Schönheit macht Arbeit
Über die Qualitätsfrage in der bildenden Kunst oder: das Gegenteil von Kunst ist gut gemeint
Der bildende Künstler Edgar Diehl fokussiert mit seinen Werken den Betrachter auf die Essenz von Farben und Formen. Seine Frage, was die Qualität eines Kunstwerks ausmacht, findet er weder in den Wirren des Kunstmarkts noch in so genannter esoterischer Kunst, sondern nur in der persönlichen Authentizität beantwortet.

Wenn ich über dieses Thema nachdenke, frage ich mich, warum man bei der zeitgenössischen bildenden Kunst die Qualitätsfrage stellen sollte? Bei der alten Kunst, die wir alle lieben, hat die Zeit und eine Tradition der Bewertung die Qualitätsfrage beantwortet. In der zeitgenössischen Kunst gibt es zur gleichen Zeit alles, was in der geschichtlichen Abfolge an Stilen entstand, und dazu noch viel Neues auf den unterschiedlichsten Stufen von Qualität. Die Qualitätsfrage ist eine außerordentlich schwierige Angelegenheit. Es gibt keine Publikation, die mir bekannt ist, die sich explizit und systematisch an dieses Thema herantraut, so wie das auf vielen anderen Gebieten üblich ist.
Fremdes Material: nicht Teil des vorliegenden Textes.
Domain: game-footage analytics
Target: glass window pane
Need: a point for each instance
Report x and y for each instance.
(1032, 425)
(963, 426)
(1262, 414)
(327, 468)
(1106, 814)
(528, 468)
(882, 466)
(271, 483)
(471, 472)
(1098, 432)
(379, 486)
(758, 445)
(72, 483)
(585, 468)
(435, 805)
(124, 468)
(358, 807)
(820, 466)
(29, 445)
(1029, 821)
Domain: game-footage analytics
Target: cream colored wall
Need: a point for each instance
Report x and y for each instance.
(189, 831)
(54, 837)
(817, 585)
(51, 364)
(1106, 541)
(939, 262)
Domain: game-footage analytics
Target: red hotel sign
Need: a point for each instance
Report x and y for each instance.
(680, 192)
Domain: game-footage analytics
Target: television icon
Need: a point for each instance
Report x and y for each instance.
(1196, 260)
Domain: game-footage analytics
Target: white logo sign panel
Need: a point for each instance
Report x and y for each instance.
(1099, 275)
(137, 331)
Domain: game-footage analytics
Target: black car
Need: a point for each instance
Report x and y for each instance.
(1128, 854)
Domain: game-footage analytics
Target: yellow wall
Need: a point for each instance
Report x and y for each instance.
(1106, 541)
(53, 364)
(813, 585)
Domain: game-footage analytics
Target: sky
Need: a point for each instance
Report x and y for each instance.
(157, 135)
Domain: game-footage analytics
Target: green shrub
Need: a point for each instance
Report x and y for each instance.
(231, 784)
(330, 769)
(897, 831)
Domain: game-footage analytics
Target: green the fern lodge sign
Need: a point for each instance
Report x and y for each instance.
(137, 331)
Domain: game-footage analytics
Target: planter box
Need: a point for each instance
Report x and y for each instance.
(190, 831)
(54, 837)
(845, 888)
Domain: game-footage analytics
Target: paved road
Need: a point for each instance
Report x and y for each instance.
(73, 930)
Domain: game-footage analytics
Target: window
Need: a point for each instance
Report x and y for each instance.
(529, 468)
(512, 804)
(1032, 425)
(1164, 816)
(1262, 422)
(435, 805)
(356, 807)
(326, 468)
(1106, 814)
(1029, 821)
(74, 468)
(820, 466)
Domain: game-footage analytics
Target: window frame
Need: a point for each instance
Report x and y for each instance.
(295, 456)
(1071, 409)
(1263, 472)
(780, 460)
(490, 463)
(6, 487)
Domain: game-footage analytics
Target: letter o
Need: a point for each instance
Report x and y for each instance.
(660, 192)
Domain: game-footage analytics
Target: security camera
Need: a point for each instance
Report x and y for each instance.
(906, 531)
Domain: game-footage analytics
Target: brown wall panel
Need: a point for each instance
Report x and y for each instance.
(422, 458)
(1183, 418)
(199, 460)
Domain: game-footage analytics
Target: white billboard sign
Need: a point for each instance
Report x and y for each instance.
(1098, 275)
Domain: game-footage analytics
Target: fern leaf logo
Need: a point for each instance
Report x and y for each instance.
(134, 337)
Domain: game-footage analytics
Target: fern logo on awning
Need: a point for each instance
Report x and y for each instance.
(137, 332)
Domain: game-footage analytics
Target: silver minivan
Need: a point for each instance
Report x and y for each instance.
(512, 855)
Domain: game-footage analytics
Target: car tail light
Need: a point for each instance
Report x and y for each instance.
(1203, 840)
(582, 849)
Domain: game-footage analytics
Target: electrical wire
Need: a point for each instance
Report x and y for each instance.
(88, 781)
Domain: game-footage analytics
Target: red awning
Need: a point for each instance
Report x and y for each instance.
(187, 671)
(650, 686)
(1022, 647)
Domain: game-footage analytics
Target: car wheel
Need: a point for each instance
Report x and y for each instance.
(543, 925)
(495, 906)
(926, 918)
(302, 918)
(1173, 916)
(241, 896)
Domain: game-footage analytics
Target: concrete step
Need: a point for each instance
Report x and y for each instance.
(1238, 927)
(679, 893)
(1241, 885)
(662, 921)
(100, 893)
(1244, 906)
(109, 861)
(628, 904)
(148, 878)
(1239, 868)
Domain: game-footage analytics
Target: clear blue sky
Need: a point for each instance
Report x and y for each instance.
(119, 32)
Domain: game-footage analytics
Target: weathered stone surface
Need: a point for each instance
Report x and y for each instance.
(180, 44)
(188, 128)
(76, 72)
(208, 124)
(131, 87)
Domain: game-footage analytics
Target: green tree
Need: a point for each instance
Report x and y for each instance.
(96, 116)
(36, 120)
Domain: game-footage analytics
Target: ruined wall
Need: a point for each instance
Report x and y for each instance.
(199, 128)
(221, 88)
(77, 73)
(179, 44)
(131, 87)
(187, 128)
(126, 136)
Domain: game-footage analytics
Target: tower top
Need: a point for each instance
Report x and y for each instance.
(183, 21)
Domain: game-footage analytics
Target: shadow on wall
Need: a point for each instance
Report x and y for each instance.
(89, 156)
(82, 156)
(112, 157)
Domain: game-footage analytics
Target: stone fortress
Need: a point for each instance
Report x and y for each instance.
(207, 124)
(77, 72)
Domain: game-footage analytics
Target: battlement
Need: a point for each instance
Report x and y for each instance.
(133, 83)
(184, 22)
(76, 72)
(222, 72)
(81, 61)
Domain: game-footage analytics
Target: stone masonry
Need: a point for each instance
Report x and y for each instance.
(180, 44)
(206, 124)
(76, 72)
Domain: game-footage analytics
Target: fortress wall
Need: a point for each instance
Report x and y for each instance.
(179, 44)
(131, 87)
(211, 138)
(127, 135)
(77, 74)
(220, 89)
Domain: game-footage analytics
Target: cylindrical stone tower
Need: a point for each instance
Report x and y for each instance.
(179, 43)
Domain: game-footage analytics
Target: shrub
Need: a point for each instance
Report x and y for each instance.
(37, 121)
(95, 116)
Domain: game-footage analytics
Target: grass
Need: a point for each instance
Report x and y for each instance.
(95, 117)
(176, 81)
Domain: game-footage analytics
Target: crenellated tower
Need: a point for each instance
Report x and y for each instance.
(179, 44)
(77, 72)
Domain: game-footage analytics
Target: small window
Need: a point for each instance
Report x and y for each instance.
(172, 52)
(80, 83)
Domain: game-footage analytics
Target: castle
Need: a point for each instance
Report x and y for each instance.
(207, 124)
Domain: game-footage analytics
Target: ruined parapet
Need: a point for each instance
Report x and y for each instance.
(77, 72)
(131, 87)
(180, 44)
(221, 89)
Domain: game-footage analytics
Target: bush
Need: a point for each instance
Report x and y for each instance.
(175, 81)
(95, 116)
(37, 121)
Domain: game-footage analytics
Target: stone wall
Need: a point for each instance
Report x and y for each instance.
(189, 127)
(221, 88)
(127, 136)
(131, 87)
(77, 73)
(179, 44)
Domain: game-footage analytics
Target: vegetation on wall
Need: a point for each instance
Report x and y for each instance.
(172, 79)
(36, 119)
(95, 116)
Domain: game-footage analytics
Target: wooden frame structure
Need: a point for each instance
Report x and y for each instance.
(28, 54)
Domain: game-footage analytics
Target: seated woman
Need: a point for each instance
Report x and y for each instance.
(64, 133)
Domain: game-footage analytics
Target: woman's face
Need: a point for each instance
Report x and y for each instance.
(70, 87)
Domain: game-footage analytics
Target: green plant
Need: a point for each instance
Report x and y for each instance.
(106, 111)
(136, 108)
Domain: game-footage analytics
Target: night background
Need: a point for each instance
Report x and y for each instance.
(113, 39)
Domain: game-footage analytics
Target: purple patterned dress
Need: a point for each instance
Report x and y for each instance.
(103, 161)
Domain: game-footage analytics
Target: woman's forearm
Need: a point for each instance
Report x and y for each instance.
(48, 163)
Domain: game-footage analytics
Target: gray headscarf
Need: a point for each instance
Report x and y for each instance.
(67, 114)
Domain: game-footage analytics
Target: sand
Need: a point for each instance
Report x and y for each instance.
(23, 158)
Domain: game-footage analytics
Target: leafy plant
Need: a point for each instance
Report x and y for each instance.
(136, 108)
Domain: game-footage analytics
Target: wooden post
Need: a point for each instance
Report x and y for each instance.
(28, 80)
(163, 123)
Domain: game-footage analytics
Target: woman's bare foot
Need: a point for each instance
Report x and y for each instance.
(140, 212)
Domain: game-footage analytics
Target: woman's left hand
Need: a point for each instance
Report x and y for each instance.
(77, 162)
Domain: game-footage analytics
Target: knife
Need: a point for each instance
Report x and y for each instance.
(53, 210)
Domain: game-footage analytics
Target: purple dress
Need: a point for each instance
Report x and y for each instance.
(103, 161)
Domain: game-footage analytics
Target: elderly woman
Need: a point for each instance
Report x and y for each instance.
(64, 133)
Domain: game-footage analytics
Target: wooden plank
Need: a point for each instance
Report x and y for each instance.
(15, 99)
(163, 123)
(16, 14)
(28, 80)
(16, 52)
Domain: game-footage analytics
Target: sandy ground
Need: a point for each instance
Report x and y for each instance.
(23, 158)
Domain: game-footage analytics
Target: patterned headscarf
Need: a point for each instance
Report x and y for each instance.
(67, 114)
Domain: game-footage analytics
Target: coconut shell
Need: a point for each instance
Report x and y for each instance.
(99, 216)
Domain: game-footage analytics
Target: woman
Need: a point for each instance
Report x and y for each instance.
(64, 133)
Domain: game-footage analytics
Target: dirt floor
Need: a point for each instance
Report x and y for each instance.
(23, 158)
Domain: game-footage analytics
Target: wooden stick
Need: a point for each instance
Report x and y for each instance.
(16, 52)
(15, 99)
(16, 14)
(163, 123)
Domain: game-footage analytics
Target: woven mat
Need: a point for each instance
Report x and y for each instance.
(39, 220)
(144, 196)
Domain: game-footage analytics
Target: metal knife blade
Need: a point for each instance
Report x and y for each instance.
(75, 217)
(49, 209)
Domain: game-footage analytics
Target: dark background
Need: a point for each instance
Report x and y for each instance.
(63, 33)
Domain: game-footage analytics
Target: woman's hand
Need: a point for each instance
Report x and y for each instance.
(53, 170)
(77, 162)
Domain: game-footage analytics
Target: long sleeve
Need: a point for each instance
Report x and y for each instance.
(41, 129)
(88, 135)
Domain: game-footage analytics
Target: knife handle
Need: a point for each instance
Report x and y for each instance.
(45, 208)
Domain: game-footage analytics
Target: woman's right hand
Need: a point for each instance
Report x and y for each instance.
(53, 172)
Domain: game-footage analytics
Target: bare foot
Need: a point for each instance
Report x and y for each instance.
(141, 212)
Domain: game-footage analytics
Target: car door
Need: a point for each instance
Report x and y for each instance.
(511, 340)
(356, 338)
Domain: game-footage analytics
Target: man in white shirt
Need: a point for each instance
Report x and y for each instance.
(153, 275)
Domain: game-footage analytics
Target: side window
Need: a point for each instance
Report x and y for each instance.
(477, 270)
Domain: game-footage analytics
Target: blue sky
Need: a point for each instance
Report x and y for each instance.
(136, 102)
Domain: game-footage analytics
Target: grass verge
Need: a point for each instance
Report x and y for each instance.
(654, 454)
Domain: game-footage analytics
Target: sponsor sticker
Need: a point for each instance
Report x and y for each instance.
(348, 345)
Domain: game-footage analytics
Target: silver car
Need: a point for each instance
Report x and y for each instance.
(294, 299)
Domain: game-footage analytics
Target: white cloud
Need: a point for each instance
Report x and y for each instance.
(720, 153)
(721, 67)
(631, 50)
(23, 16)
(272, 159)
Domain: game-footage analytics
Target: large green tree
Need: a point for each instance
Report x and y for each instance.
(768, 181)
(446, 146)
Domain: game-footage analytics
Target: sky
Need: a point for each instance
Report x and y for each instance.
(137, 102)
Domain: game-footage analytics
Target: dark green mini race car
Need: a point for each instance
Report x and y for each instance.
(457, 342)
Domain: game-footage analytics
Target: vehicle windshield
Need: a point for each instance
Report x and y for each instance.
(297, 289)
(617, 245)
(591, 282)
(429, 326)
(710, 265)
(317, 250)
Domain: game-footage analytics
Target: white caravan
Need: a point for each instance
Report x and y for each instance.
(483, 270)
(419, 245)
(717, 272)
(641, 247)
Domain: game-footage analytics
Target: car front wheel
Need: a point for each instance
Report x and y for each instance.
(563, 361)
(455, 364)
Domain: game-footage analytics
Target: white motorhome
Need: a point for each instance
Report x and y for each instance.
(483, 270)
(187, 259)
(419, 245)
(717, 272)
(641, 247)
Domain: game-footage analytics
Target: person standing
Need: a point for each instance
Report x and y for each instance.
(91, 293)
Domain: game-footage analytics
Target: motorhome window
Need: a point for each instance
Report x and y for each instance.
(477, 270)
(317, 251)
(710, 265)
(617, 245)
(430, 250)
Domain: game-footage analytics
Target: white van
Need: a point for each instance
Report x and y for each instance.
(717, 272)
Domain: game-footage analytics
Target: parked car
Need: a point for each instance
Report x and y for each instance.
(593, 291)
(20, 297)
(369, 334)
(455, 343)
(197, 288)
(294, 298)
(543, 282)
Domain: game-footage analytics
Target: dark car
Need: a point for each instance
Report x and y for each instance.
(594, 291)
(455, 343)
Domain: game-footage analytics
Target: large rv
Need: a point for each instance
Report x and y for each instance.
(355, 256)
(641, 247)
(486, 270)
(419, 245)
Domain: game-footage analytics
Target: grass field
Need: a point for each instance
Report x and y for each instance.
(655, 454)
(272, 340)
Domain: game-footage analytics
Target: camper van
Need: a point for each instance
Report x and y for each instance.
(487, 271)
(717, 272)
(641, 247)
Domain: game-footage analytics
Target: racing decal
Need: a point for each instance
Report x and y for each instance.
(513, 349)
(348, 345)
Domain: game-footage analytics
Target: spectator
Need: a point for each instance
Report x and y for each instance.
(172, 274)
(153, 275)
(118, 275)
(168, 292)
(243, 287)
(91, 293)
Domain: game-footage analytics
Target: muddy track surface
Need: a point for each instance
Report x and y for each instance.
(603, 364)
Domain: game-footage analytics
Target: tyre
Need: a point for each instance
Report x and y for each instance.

Die großen Vertreter der Szene weichen allesamt aus, wenn sie auf diese Frage angesprochen werden. Jan Hoet, ein Kurator aus Gent, der die vorvorletzte "documenta" machte, behauptete, er wisse nicht, was Kunst sei, um der Diskussion auszuweichen, die unweigerlich folgt, wenn ein Mann seine Position dazu "Richtlinien" nennt. Wer es sich leisten kann, drückt sich vor dieser Frage.
Um den vollständigen Artikel zu lesen, bitte melden Sie sich hier mit Ihren Daten an:
Sie sind bereits Abonnent?
Klicken Sie hier um Ihren kostenlosen Zugang zu aktivieren.
Sie sind kein Abonnent?
Abonnieren Sie hier.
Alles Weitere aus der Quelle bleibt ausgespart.